We covered a lot of ground so we wanted to share some highlights here. The following are rough transcripts edited for legibility. We’ve included clips of the relevant parts of the conversation and, if you’re interested, you can watch the entire conversation here:
The 4 main tasks in the production ML lifecycle
Hugo: What are the main tasks you discovered that people do in the production machine learning lifecycle?
Shreya: I think a good answer to this is what the textbook says and then what we found that is different from what the textbook says. And what the textbook will tell you for machine learning is first you collect data (step one), and then you train a model (step two). Step three is to validate that model on a holdout data set and ensure there’s no overfitting. And then step four is you deploy. And what we found is that we can still categorize it into four steps. And maybe the data collection part is similar except that it’s more of a loop like every, I don’t know, a week or so we want to collect new data.

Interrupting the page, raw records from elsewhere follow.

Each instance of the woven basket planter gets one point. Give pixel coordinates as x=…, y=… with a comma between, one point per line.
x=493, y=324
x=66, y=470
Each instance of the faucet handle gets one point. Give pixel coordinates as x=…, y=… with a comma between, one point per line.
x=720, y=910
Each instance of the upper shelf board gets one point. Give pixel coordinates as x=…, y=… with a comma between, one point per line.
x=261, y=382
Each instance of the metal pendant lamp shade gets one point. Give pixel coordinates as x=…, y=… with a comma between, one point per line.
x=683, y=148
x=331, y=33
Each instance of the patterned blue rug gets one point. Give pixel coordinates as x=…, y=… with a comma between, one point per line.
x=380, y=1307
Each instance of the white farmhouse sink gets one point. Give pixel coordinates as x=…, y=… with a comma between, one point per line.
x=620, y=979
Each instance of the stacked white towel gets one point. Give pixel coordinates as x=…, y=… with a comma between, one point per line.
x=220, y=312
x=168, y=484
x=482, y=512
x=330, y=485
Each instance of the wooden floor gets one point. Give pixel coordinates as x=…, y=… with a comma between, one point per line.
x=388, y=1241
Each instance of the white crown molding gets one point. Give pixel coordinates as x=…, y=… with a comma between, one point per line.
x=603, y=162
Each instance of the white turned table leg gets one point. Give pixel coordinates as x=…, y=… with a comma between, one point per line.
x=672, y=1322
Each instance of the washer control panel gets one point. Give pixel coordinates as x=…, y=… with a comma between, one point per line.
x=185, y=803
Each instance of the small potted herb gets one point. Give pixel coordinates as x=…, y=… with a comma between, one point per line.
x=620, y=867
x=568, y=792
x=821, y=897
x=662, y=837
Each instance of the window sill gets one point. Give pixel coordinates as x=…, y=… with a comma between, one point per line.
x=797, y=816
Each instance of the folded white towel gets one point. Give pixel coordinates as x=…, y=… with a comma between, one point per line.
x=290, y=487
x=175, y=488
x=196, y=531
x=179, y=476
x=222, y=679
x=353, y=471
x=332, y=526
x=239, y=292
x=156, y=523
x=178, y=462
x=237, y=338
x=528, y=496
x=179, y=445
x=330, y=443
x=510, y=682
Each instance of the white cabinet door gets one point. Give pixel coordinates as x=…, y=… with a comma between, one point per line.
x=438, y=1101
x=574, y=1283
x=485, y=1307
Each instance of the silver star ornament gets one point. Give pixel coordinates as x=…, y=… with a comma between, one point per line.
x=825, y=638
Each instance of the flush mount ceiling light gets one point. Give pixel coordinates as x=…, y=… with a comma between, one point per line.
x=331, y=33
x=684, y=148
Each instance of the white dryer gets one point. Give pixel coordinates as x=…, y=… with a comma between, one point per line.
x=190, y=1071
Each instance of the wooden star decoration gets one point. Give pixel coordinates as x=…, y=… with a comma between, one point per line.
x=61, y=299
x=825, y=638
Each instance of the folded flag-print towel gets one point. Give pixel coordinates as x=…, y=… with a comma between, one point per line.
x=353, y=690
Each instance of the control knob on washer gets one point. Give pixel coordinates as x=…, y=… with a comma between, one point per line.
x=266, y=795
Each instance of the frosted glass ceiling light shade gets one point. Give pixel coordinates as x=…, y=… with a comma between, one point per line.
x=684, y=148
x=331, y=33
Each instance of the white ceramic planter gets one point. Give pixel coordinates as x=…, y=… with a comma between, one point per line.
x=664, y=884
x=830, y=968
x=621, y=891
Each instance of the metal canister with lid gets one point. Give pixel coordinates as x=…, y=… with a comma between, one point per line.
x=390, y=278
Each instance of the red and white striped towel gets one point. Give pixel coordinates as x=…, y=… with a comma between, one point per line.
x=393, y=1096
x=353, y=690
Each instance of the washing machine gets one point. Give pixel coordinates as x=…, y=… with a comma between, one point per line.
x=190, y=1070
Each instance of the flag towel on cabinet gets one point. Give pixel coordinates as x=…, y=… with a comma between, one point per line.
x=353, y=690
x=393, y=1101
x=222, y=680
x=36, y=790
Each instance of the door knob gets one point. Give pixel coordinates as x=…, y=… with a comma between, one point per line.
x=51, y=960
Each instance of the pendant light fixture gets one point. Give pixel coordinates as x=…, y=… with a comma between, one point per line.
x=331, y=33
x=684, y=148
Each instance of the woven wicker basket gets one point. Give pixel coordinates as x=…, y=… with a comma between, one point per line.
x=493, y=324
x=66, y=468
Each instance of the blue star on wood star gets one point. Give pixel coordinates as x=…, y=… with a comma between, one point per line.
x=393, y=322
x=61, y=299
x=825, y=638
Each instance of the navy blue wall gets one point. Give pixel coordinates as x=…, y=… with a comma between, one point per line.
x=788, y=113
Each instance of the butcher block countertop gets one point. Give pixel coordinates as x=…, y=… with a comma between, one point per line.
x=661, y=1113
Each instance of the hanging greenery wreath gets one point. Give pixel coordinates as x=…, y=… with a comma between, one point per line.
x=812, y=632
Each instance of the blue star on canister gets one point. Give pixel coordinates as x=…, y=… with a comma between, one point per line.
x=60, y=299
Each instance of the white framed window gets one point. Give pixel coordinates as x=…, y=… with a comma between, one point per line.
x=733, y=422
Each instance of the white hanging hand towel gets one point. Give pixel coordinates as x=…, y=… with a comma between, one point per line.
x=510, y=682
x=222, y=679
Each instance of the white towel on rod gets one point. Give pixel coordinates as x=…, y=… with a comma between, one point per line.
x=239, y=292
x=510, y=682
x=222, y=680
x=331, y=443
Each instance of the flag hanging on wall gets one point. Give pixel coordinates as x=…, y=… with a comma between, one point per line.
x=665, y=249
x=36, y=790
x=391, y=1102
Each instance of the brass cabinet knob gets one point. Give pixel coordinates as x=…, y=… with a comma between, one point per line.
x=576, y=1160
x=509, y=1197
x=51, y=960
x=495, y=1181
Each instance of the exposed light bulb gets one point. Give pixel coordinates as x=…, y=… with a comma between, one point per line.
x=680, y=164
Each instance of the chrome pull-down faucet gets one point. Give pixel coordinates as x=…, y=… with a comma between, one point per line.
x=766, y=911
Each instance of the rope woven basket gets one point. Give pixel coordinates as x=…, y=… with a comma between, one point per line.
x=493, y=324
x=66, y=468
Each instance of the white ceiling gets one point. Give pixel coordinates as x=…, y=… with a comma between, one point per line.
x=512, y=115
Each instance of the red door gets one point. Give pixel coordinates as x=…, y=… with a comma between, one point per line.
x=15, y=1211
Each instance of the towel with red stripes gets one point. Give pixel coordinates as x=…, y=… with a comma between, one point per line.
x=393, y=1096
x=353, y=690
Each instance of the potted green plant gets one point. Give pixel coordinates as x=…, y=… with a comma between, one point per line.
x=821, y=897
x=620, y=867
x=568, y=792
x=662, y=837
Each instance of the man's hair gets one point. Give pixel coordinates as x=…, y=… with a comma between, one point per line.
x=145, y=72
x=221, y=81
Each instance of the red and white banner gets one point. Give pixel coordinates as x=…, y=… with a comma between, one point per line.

But the rest of the steps last three steps are totally different. The second step, what I said before model training is actually experimentation. In general, whether it be training new models, whether it be trying to source new data, or adding new features, there are a lot of ways you can think about improving a model. And a lot of the participants actually preferred to look into finding new data that gave new signal or making features more fresh instead of stale features that they had before. So that’s kind of step two, stage three in the process we call evaluation and deployment. So evaluation is not a one-and-done thing. What happens is, evaluation is done maybe on a holdout data set first, and then it’s deployed to a small fraction of users. And then when the model shows a little promise, then increasingly it’s deployed to more and more users. As we learn more about what it can do, what it can’t do, what failure modes exist, how do we go and catch problems until we’ve kind of gotten to the full population?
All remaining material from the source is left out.